The simplest way to write numbers is just jotting down a line for each number. 1 = I, 2 = II, 3 = III and so on. Using this scheme, and assuming we can write down 1.000 lines a second (using our new patented number-writing machine devised solely to write down the largest number in the world), we would be able to write down the number 442.000.000.000.000.000.000. That’s pretty big, but doesn’t go a long way to describe how great I am or how many Zimbabwe dollars you need to pay to get a stamp.

We can instead decide to group our lines, and once we reach, say, ten lines, we instead start counting groups. Then the number III IIIII would represent “3 groups of ten and 5” or 35. This gets tedious after a while, so after we reach ten groups of ten, we start counting groups of groups of ten. IIII II III is “4 groups of ten groups of ten, 2 groups of ten and 3” or 423. We can continue this trick, and we get to our normal numbering system. Now I can write down the number 442.000.000.000.000.000.000 in less time than the time it takes two virgins to have sex for the first time. As opposed to two virgins having sex for the second time. By being more smarter in my number writing techniques, I can write down the number 4.420.000.000.000.000.000.000 and outdo our mighty biggest-number-in-the-world-writing-machine by a factor of 10. You’re right; I *am* pretty great.

But this technique also becomes tedious after a while. It’s great for most everyday things, where we don’t really see large numbers of anything. Heck, using this technique, I can write down the total number of atoms in the universe. It’s roughly 1.000.000.000.000.000.000.000.000.000.000.000.000.000.000.000.000.000.000.000.000.000.000.000.000.000.000.000. Sure that’s longer than the average nerd penis, but still perfectly write-down-able. But I cannot write down the largest number, I can write down in the lifetime of the universe using this technique, using this technique. That previous sentence makes sense – read it again. At least I can’t do that if I expect to push Publish in the course of tonight.

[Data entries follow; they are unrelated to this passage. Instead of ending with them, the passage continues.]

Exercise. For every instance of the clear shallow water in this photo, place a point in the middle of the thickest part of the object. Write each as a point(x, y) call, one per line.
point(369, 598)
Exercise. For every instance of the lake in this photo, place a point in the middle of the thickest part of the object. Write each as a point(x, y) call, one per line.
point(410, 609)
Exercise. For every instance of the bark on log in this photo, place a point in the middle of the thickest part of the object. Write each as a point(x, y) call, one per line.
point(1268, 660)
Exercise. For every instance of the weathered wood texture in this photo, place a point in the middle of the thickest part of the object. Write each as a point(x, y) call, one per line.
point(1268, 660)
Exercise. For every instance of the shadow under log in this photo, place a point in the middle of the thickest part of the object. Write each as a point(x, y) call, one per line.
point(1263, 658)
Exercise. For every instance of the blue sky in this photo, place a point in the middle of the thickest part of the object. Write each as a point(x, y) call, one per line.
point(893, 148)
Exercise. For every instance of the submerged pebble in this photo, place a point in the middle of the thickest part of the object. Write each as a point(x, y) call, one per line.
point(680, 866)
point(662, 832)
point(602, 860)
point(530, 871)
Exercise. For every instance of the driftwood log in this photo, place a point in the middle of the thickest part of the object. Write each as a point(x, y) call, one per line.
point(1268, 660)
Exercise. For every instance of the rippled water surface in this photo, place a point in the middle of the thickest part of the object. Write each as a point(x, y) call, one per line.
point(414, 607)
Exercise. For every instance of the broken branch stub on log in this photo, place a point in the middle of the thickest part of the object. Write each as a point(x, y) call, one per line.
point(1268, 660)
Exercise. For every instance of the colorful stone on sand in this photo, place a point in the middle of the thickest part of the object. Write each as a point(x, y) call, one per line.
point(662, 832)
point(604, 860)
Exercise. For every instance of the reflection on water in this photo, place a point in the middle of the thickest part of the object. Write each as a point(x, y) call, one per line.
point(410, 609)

Instead, we try the same trick again. Instead of counting groups of groups of groups… of ten, I count how many times I need to do that. 1000 is 4 – 4 groups in total. 1.000.000 is 7. You get the idea. I only care about the length of the number. Since we’re dealing with super large numbers, the accuracy doesn’t really matter that much. I can easily make a number composed solely of ones that is larger than any number composed of, say, nines. Just write down one more one than the number of nines. For example, 1.111 > 999. 1.111.111.111 > 999.999.999. Only the number of digits count. Mathematicians and other sad existences often write this at 10^{number of digits}. 1234 is 10^{4}. That number of atoms in the universe is 10^{82}. Assuming I can write down 1.000 digits a second (by building number writer 2000 version 2.0), the largest number I can write down using my previous technique is 10^{442.000.000.000.000.000}. Mathematically, 10^{n} is really 10 * 10 * 10 … * 10 (n times), so 10^{4} is really 10 * 10 * 10 * 10 = 10.000, and we might be off by a factor of 10. But that’s literally the smallest number in the world, so nobody cares.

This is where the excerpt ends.